Yalnızca AK Parti iktidarı mı? Gülen cemaati mi? Liberal-özgürlükçü aydınlar mı? Gayrı Müslimler mi?
Uzatmaya gerek yok, düşman hepimiziz. Bizler önemsesek de Türkiye oligarşisinin umurunda bile değil, adımız, sanımız, etnik aidiyetimiz, dünya görüşümüz.
Ne acıdır ki gün gibi ortada olan bu tabloya rağmen, halkın tek ve meşru temsilcisi parlamentonun ve onun içinden çıkan hükümetin muktedir olmasını savunmak Türkiye solun nezdinde pek prestijli bir iş değil. Hele ki iktidarda mütedeyyin refleksleri olan bir parti varsa.

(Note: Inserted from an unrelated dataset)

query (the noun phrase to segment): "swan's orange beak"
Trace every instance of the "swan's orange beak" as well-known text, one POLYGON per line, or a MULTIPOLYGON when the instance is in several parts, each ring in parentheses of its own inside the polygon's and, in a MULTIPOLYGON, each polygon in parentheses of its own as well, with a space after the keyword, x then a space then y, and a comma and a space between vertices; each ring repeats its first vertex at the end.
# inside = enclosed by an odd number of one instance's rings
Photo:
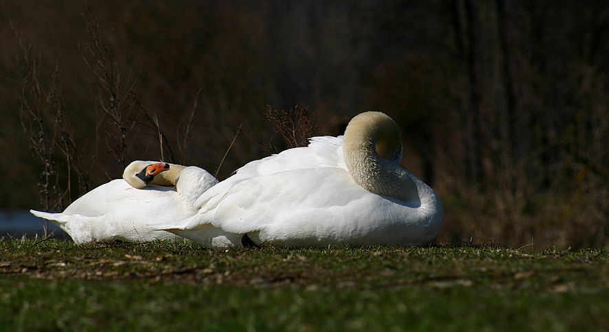
POLYGON ((146 167, 146 176, 156 176, 169 169, 169 164, 166 163, 159 163, 158 164, 151 165, 146 167))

Çünkü ortaya çıkan onca komploya rağmen bazı kesimler, 80 yıllık statükonun başat
karakterinin siyaset kurumunu işlevsiz kılarak vesayet ve süreli darbe rejimini meşrulaştırmak olduğunu kabul etmek istemiyorlar.
Tarihindeki onca mağduriyete karşın, son birkaç yıldır ülkenin içinde bulunduğu dönüşüm sürecinde solun aktör olamamasında bu körlük etkili oldu. Sol, 10-15 öncesine ait askerî vesayet tespitlerini AK Parti paranoyasıyla adeta çöpe attı. Üstüne bir de AK Parti iktidarının sola karşı zaman zaman gösterdiği husumet eklenince ne yazık ki solun statükonun yedeğine düşmesi kaçınılmaz oldu.

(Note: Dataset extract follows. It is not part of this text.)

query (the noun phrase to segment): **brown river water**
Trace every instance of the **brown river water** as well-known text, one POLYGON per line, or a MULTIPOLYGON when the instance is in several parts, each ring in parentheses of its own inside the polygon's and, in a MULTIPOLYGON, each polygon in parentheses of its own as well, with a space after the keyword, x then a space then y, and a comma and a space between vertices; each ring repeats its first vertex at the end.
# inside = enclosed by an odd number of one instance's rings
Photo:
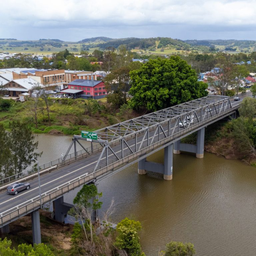
MULTIPOLYGON (((36 135, 43 163, 61 157, 71 137, 36 135)), ((256 255, 256 168, 205 152, 174 155, 173 179, 139 175, 137 164, 100 181, 102 216, 115 201, 111 221, 139 221, 147 256, 157 256, 171 241, 190 242, 198 256, 256 255)), ((163 162, 160 150, 148 160, 163 162)), ((77 193, 64 197, 71 203, 77 193)))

İşte Avrupalı sosyalistlerin (onlar da yandaş ya da cemaatçi olmalı) takdirle karşıladıkları Türkiye’deki reform sürecini desteklemediği ve statükonun yanında yer aldığı için CHP’ye ayar vermesinin altında da enikonu netleşen bu tablo var.
Bereket, dün Mehmet Baransu’nun Taraf’ın manşetten gördüğü haberinde olduğu gibi, askerî vesayetin aldığı tüm yaralara rağmen hale diri olduğu ve hükümetin bir garip uzlaşı peşinde koştuğu tehlikesine dikkat çekenler de var.
Bunu da ürkek davrandığı reform adımlarında hükümete mazeret üretmek için ya da hükümet yanlısı olduklarından değil, vesayet rejimine karşı olduklarından yapıyorlar.
İşte fark burada. Israrla manipüle edilen tavrın karakteristiği bu.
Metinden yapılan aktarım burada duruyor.